By April 1, 2019RPA Spotlight

Born in Shreveport, Louisiana, Brother Marion E. Wilson relocated to Dallas, Texas at the age of six and has called it home since. The oldest of two children, Brother Wilson graduated from Lincoln High School in South Dallas in 1961.

After a four-year tour of duty in the U. S. Air Force, 18 months of which was served in Okinawa, Japan, and the Pacific Far East, he returned to Dallas and earned an Associate of Arts Degree from El Centro College in Dallas in July 1970.

In the fall of 1970, Brother Wilson enrolled at North Texas State University in Denton, Texas (currently the University of North Texas) and sought the aid of Brother Harvey King, associate dean of students. Brother Wilson requested to pledge Kappa Alpha Psi through Bishop College (a Dallas-based HBCU that closed its doors in 1988 on which Paul Quinn College now resides), as there was no Kappa chapter at the time on the NTSU campus.
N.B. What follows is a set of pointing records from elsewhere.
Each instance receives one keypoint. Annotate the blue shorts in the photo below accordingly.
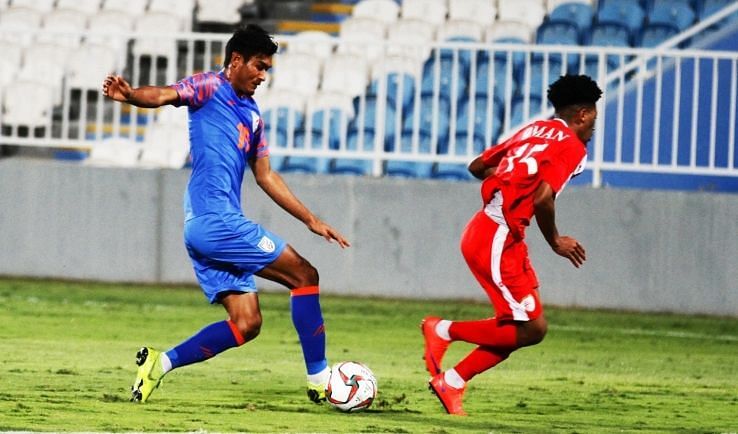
(226, 251)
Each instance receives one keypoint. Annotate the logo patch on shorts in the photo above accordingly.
(266, 245)
(528, 303)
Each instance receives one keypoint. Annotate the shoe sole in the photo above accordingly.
(141, 356)
(427, 355)
(433, 390)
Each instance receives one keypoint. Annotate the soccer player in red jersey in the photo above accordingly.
(521, 179)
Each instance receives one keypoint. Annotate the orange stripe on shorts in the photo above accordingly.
(305, 290)
(236, 333)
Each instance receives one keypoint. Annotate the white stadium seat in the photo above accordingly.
(88, 7)
(411, 38)
(468, 30)
(165, 146)
(219, 11)
(483, 12)
(42, 6)
(315, 42)
(12, 52)
(110, 22)
(531, 12)
(64, 26)
(130, 7)
(114, 152)
(88, 65)
(345, 73)
(387, 11)
(8, 72)
(362, 36)
(433, 11)
(159, 24)
(299, 73)
(183, 9)
(509, 30)
(16, 22)
(45, 63)
(27, 103)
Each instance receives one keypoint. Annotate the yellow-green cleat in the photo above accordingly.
(316, 392)
(149, 374)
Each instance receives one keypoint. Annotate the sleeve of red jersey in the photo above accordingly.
(557, 167)
(491, 157)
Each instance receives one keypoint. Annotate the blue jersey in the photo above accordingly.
(225, 133)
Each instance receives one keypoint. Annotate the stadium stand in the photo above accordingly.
(422, 85)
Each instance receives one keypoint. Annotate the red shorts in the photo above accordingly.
(501, 265)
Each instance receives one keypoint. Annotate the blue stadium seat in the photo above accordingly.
(576, 13)
(677, 15)
(709, 7)
(400, 88)
(540, 79)
(626, 13)
(369, 120)
(500, 83)
(446, 74)
(654, 34)
(428, 119)
(607, 35)
(559, 33)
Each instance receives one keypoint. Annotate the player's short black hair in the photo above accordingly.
(573, 90)
(249, 41)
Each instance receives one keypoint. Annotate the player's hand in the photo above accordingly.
(570, 248)
(326, 231)
(116, 88)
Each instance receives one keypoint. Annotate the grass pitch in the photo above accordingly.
(67, 362)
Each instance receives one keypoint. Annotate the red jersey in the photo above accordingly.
(546, 150)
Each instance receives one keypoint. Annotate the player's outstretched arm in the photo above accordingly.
(275, 187)
(117, 88)
(545, 212)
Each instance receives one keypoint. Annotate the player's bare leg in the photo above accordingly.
(297, 274)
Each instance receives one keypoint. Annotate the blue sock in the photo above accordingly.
(308, 321)
(206, 343)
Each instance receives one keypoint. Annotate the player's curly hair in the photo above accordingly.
(573, 90)
(249, 41)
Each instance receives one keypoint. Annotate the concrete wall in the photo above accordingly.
(647, 250)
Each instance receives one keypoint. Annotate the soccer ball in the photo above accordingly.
(351, 387)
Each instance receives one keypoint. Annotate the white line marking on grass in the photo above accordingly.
(638, 332)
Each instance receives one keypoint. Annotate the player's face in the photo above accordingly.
(246, 76)
(588, 117)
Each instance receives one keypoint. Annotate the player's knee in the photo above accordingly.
(307, 275)
(249, 327)
(533, 332)
(538, 332)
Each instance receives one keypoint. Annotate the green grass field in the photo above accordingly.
(67, 362)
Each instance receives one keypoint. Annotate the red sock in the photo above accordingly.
(485, 332)
(479, 360)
After weeks of discussion, correspondence and documentation between NTSU, Bishop College, the Fort Worth Alumni Chapter, the Southwestern Province, and the International Headquarters of Kappa Alpha Psi, it was agreed that, if accepted, he could pledge the Delta Sigma Chapter at Bishop College in Dallas.

Brother Marion Wilson (left) and line brother, Brother Douglas Baskin (right)
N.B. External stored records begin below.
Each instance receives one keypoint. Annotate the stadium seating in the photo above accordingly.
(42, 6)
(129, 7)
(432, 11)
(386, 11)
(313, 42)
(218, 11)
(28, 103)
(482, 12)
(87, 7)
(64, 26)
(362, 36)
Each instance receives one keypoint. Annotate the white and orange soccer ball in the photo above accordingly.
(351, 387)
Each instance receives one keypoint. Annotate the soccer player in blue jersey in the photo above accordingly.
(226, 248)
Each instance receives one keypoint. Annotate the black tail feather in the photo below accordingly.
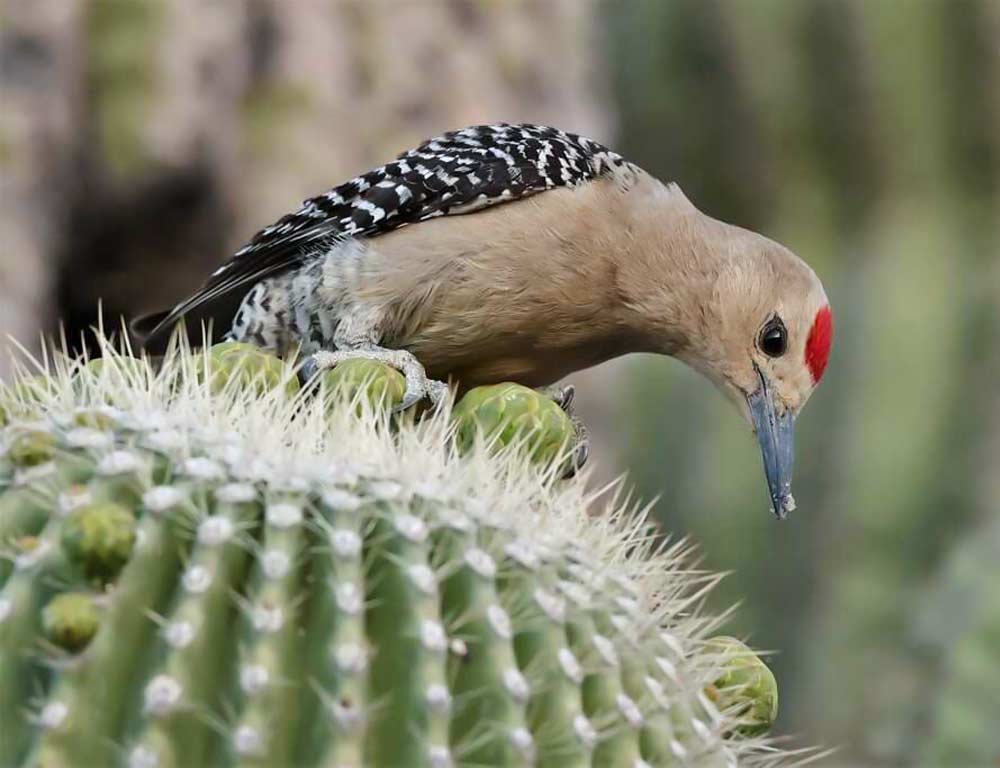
(204, 324)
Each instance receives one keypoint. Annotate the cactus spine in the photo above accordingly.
(217, 570)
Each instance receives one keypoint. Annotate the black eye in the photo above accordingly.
(773, 338)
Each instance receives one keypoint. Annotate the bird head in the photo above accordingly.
(766, 335)
(742, 309)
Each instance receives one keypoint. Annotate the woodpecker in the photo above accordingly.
(524, 253)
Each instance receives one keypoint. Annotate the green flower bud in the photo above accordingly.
(71, 620)
(99, 538)
(250, 367)
(383, 386)
(508, 413)
(745, 686)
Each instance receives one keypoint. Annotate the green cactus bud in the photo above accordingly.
(745, 686)
(32, 448)
(504, 414)
(284, 584)
(381, 385)
(99, 538)
(71, 619)
(247, 366)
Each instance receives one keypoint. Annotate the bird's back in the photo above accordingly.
(459, 172)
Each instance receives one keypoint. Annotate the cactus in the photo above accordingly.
(219, 570)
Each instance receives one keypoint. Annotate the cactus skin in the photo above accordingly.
(506, 414)
(242, 577)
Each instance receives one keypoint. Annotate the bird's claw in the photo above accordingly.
(307, 371)
(563, 397)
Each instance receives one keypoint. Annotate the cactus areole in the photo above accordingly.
(215, 570)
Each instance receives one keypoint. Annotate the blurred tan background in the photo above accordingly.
(142, 141)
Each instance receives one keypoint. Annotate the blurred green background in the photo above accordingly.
(141, 142)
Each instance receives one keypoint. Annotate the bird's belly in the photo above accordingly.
(525, 360)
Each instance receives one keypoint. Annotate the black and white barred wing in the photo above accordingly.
(456, 173)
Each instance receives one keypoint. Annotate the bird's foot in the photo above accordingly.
(418, 385)
(563, 397)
Brother Wilson regularly commuted nearly 60 miles between the Denton and Dallas campuses while pledging throughout the fall semester of 1970. His line name was “Sugar-D.” On December 5, 1970, he and his line brother, Douglas A. Baskin (of Bishop College) were initiated into the bond.

During the spring of 1971, Brother Wilson formed an NTSU campus organization called “Men Interested in Kappa” (MIK), and served as the organization’s president. Through the established and approved relationship with the Delta Sigma Chapter, he initiated six NTSU students into Kappa Alpha Psi. One of the six students initiated was Michael Whitted, a current and active member of the Richardson-Plano Alumni Chapter of Kappa Alpha Psi Fraternity. With the assistance of Dean King and the six new Kappas, the Zeta Upsilon Chapter (at North Texas State University) of Kappa Alpha Psi Fraternity was chartered on March 20, 1972. Brother Wilson served as the first Polemarch of the chapter whose membership eventually totaled over 25 members at the time of his graduation.
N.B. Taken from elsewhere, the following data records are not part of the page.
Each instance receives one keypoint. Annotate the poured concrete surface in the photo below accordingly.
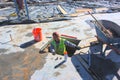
(20, 58)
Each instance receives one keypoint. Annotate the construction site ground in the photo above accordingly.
(20, 58)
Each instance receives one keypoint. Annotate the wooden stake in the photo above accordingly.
(11, 37)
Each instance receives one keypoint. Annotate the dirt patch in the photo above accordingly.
(21, 65)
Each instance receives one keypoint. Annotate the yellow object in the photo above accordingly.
(13, 14)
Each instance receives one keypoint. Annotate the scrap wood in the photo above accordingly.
(112, 47)
(88, 42)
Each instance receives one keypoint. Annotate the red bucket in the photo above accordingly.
(37, 33)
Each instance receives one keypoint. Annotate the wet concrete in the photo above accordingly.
(21, 65)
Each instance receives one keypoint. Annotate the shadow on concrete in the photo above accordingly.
(28, 44)
(104, 68)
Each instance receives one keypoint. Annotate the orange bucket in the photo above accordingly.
(37, 33)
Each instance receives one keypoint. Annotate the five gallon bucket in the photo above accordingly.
(37, 33)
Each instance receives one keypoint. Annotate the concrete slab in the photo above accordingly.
(29, 55)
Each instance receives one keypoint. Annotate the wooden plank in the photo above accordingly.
(62, 10)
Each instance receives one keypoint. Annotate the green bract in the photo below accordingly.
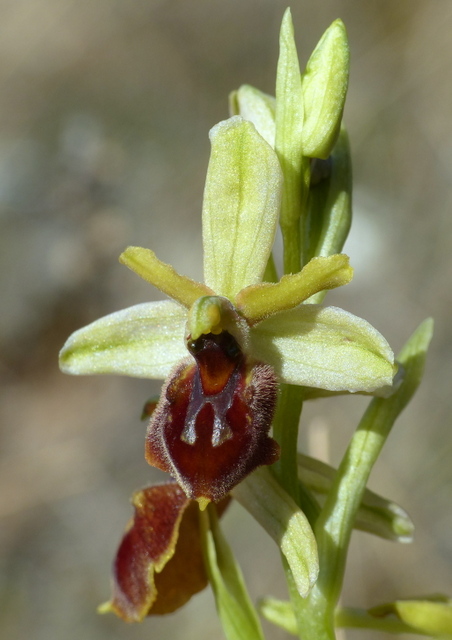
(306, 344)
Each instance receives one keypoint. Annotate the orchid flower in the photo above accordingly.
(223, 346)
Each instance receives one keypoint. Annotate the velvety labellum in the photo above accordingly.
(159, 563)
(210, 428)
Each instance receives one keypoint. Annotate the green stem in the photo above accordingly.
(285, 432)
(352, 618)
(335, 523)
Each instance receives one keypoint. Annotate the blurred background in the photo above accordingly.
(105, 109)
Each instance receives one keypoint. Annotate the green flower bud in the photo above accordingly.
(324, 88)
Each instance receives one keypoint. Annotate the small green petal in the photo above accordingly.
(144, 341)
(324, 347)
(145, 263)
(260, 301)
(284, 521)
(257, 107)
(241, 207)
(324, 87)
(330, 203)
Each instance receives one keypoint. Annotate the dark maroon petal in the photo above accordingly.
(210, 428)
(146, 547)
(159, 563)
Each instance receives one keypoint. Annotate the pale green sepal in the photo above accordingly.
(330, 203)
(143, 341)
(376, 515)
(240, 208)
(429, 616)
(257, 107)
(280, 613)
(289, 124)
(284, 521)
(262, 300)
(324, 347)
(324, 88)
(237, 614)
(145, 263)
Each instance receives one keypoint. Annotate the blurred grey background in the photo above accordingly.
(105, 109)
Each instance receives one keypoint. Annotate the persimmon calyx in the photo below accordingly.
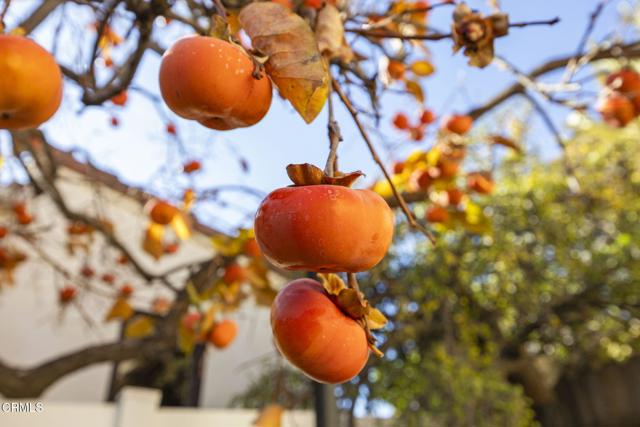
(308, 174)
(355, 306)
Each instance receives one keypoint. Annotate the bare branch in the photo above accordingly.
(396, 194)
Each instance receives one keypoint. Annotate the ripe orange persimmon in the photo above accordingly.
(401, 121)
(324, 228)
(427, 117)
(163, 213)
(454, 196)
(398, 167)
(223, 333)
(396, 69)
(616, 109)
(211, 81)
(420, 180)
(315, 335)
(459, 124)
(234, 273)
(30, 83)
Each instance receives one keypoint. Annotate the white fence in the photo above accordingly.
(136, 407)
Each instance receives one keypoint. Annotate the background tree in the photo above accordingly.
(519, 280)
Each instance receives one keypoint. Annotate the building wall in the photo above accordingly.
(33, 327)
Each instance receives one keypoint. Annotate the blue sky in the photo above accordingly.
(139, 147)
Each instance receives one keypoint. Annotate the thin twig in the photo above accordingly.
(572, 180)
(5, 8)
(437, 36)
(396, 194)
(335, 138)
(352, 282)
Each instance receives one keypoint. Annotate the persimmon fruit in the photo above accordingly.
(223, 333)
(324, 228)
(211, 81)
(234, 273)
(31, 83)
(401, 121)
(616, 109)
(316, 336)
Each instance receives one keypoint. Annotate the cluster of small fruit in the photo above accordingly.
(619, 102)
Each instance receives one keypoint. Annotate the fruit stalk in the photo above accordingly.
(352, 282)
(335, 138)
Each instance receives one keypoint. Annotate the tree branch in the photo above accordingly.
(396, 194)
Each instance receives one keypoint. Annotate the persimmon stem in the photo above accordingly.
(5, 8)
(335, 138)
(353, 284)
(365, 135)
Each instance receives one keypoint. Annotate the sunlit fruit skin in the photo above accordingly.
(315, 335)
(223, 333)
(324, 228)
(616, 109)
(211, 81)
(30, 83)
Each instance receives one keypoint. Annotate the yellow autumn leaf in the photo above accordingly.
(295, 64)
(422, 68)
(180, 226)
(270, 416)
(120, 310)
(139, 327)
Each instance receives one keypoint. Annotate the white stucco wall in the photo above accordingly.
(33, 328)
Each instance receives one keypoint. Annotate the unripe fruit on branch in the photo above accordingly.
(315, 335)
(30, 83)
(211, 81)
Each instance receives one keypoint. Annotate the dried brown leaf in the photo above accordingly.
(295, 64)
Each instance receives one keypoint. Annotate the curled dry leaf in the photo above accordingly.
(357, 307)
(330, 35)
(475, 33)
(308, 174)
(329, 30)
(295, 64)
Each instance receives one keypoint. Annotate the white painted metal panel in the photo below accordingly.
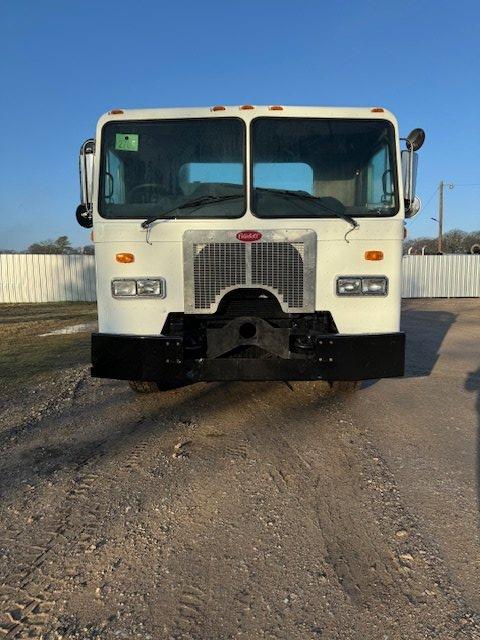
(448, 276)
(47, 278)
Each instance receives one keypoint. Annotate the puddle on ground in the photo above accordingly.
(74, 328)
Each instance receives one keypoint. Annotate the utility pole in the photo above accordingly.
(440, 216)
(441, 187)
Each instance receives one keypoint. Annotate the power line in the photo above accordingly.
(410, 222)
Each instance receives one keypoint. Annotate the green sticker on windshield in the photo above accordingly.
(126, 141)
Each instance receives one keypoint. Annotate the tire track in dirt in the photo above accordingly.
(25, 603)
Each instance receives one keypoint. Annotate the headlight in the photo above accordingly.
(374, 286)
(143, 287)
(349, 286)
(123, 288)
(150, 287)
(362, 285)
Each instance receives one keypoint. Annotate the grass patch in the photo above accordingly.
(25, 356)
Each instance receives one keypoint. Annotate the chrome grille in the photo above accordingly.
(282, 262)
(279, 265)
(217, 266)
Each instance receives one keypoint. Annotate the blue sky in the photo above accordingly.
(64, 63)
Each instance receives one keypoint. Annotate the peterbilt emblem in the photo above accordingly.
(248, 236)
The Zeta Upsilon chapter was instrumental in the chartering of the following chapters of Kappa Alpha Psi Fraternity: Eta Phi Chapter at East Texas State University (currently Texas A&M University at Commerce) in 1975, the Iota Alpha Chapter at the University of Texas at Arlington in 1977, and the Nu Beta Chapter at Southern Methodist University in Dallas, Texas in 1987.

Although the Delta Sigma Chapter of Kappa Alpha Psi ended with the closing of Bishop College in 1988, the chapter’s legacy and HBCU where it was established, are acknowledged and continues to live through those chapters that exist because of it.

After college, Brother Wilson accepted a position with the U.S. Department of Health, Education and Welfare (currently the U.S. Department of Health and Human Services) as a federal investigator. He retired from the agency in 2000 as an investigations branch chief after 27 years of service.

In addition to celebrating 44 years of marriage to his lovely silhouette, Delores, in July, Brother Wilson is the proud father of three daughters, two grandchildren, and two great-grandchildren. He was the first in his family to attend college and his nephew, Andre’ Henderson, of the Richardson Plano Alumni Chapter, is currently the only other family member in the Fraternity.

Brother Wilson served on the Richardson-Plano Alumni Chapter’s Zeta Upsilon Chapter Reactivation Committee and currently serves on the Zeta Upsilon Advisory Committee. In addition to being a member of the RPA board of directors, he’s been a life member of Kappa Alpha Psi since 1993.